抄訳
私たちの体内の臓器や細胞は、活動状態の変化や疾患に伴い、低酸素環境に曝される。このような状況下で、細胞の生理機能を調節して、適応に働くのが低酸素応答である。低酸素応答時には多数の遺伝子の発現が誘導される。遺伝子の発現に重要な働きをする要素として、転写因子やクロマチン構造があるが、低酸素下におけるクロマチン構造の知見はほとんどなかった。本研究では、乳がん細胞を低酸素環境で培養した後、新しい実験手法HIPMap法を用いて、遺伝子の核内配置をイメージングで解析し、低酸素に応答して多数の低酸素応答性遺伝子が核内でポジションを変化させていることを明らかにした。さらに、ポジションの変化は、核の内側・外側に向かって移動するものの2タイプに分けられ、その移動度は遺伝子よって異なっていた。一方で、核内で遺伝子が移動する方向と遺伝子発現の間には有意な相関は認められなかった。

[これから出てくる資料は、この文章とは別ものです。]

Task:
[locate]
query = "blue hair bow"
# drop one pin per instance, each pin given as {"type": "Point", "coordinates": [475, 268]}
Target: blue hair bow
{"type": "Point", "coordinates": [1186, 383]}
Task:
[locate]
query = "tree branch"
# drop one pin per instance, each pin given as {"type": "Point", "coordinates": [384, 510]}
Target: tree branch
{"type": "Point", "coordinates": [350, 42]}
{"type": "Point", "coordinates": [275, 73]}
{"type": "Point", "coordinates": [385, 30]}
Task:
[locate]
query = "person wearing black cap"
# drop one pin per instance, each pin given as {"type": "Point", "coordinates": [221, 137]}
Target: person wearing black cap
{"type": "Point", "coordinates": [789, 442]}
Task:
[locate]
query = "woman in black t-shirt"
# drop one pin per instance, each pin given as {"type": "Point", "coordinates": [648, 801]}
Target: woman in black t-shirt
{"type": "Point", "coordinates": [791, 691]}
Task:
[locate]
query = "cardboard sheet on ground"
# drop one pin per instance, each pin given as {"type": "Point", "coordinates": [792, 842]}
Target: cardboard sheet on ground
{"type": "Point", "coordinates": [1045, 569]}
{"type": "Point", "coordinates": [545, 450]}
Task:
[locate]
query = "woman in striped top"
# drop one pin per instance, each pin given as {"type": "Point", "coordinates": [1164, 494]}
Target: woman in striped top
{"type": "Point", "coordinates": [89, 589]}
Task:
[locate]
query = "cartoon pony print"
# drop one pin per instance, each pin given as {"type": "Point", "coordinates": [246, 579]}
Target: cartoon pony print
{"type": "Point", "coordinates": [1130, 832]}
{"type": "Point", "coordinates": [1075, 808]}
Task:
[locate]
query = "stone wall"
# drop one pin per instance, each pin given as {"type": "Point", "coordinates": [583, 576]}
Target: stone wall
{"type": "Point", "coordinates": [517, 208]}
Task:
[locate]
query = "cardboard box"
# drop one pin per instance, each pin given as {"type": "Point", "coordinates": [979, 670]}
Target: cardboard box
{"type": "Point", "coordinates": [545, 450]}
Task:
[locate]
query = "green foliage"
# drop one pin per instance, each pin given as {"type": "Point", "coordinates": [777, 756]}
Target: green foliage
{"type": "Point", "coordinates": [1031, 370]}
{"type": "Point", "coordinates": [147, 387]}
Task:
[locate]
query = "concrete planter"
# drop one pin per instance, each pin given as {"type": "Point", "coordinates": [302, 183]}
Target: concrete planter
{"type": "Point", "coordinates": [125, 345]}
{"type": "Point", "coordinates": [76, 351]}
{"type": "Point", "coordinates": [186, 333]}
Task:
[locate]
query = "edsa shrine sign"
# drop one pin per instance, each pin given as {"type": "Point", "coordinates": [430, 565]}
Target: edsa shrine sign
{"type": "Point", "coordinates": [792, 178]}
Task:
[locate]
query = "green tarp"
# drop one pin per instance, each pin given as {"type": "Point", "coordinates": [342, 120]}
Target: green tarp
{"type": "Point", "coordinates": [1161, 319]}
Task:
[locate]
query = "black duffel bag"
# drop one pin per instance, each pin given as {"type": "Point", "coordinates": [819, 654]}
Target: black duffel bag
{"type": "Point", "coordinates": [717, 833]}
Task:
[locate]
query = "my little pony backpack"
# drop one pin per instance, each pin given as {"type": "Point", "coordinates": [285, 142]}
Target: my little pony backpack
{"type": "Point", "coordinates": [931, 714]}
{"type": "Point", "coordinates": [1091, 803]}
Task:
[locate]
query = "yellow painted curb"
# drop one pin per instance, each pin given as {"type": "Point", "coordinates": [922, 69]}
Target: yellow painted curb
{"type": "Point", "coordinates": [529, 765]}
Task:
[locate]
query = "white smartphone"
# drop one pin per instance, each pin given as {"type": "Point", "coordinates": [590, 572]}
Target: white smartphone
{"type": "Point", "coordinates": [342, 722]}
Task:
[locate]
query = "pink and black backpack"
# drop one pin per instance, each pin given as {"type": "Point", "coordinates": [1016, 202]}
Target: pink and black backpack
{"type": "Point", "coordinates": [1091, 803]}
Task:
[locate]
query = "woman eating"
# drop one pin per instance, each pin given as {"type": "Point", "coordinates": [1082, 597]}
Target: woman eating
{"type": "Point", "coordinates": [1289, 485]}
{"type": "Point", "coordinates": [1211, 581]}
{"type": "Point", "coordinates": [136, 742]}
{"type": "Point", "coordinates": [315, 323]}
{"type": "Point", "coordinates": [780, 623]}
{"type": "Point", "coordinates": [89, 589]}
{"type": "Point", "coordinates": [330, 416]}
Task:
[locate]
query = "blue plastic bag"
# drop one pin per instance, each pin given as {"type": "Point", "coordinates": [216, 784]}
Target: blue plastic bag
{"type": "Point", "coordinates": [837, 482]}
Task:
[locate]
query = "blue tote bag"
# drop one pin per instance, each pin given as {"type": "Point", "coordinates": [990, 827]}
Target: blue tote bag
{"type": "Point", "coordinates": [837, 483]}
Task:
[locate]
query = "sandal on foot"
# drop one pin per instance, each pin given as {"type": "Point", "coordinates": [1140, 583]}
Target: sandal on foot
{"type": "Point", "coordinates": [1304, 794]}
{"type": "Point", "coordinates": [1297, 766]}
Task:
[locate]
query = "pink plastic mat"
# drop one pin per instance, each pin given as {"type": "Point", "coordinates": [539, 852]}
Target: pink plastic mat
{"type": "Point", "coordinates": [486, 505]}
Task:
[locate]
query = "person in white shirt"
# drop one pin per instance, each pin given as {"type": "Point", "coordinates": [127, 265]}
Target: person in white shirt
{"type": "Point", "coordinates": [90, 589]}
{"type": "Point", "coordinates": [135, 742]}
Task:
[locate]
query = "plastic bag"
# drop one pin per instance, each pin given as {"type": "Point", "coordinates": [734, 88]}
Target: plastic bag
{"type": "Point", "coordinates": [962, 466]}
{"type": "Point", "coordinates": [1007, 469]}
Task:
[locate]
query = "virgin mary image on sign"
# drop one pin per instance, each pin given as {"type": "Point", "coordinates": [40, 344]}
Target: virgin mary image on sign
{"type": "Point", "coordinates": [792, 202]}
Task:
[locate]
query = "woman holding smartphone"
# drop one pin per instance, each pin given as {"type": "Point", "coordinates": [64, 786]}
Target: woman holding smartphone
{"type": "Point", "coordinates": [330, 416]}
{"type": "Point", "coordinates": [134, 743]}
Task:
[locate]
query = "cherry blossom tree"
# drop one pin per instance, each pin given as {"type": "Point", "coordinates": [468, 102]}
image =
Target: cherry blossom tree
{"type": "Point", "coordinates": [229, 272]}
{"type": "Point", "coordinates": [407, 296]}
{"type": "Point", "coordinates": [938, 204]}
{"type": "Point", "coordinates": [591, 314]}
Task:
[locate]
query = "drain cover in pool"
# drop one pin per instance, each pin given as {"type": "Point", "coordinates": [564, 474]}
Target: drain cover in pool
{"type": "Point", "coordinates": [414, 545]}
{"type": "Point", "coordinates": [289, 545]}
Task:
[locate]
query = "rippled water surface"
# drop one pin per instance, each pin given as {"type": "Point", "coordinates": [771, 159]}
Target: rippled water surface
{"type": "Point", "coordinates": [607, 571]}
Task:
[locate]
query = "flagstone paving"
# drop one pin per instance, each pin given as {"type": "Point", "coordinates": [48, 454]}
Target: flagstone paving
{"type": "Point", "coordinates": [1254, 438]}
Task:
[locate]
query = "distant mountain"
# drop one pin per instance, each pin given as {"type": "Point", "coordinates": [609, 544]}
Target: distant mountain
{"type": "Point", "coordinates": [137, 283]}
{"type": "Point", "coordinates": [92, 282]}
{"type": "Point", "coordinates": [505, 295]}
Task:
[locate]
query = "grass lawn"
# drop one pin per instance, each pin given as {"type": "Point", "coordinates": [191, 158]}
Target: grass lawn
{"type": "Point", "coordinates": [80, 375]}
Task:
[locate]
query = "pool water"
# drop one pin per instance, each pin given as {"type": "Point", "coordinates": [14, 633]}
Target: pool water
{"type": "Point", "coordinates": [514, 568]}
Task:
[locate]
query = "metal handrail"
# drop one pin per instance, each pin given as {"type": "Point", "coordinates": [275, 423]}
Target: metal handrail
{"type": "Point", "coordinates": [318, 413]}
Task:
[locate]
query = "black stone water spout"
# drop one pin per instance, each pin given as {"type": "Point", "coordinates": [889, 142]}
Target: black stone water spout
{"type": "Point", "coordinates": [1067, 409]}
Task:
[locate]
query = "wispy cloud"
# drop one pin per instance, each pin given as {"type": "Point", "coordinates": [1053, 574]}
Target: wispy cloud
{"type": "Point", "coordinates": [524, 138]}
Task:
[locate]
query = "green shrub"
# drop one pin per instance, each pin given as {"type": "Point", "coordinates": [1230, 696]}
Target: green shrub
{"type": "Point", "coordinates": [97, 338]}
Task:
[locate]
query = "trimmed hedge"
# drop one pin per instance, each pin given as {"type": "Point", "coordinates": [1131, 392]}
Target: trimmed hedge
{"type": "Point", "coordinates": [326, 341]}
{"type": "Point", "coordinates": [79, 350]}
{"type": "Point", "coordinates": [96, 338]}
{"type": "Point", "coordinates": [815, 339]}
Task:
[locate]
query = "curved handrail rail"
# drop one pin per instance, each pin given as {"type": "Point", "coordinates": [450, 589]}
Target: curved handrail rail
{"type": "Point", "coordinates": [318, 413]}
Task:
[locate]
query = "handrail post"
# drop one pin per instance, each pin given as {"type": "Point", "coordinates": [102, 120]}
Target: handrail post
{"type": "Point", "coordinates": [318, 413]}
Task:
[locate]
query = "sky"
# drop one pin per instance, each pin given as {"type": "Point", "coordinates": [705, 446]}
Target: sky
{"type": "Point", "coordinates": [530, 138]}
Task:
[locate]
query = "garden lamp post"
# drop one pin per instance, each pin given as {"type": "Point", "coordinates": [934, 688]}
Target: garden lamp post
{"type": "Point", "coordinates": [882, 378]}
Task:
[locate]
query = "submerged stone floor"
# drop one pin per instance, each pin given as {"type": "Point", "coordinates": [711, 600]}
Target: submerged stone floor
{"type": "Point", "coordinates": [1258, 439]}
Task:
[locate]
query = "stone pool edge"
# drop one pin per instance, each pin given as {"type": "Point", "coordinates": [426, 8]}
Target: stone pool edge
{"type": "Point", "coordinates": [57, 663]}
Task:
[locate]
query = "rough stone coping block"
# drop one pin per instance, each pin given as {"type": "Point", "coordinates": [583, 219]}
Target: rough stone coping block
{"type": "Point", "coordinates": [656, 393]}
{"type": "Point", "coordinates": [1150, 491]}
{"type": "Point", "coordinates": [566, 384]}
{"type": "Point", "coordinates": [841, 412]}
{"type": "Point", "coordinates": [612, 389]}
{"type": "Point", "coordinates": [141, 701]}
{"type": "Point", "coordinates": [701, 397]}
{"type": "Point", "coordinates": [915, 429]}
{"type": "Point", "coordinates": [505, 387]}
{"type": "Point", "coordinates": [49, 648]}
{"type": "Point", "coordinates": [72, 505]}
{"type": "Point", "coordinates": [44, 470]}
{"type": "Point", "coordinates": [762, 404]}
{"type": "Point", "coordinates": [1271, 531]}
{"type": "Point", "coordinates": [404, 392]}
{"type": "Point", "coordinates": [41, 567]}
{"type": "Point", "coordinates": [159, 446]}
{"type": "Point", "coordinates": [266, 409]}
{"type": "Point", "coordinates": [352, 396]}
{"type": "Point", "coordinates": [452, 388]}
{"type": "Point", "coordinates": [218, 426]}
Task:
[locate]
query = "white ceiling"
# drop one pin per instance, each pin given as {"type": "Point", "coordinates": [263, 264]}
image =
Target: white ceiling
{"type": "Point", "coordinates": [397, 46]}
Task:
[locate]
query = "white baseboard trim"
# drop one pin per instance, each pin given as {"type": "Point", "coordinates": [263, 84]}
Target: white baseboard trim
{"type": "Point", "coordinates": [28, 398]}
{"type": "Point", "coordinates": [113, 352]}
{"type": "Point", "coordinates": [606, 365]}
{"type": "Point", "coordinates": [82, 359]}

低酸素環境が、がんの進展を促すことは、これまでに多数報告されている。その根本的なメカニズムは、低酸素に応答した遺伝子発現である。核内の遺伝子のポジションはクロマチン構造と密接に関わっており、遺伝子発現のON/OFFを担う要素である。本研究成果は、低酸素下でのがんの遺伝子発現を担う分子メカニズムの一端を明らかにしたもので、核内での遺伝子配置の変化を制御できれば、がんの遺伝子発現様式を書き換えて、がん進展を抑制する手法につながることが期待される。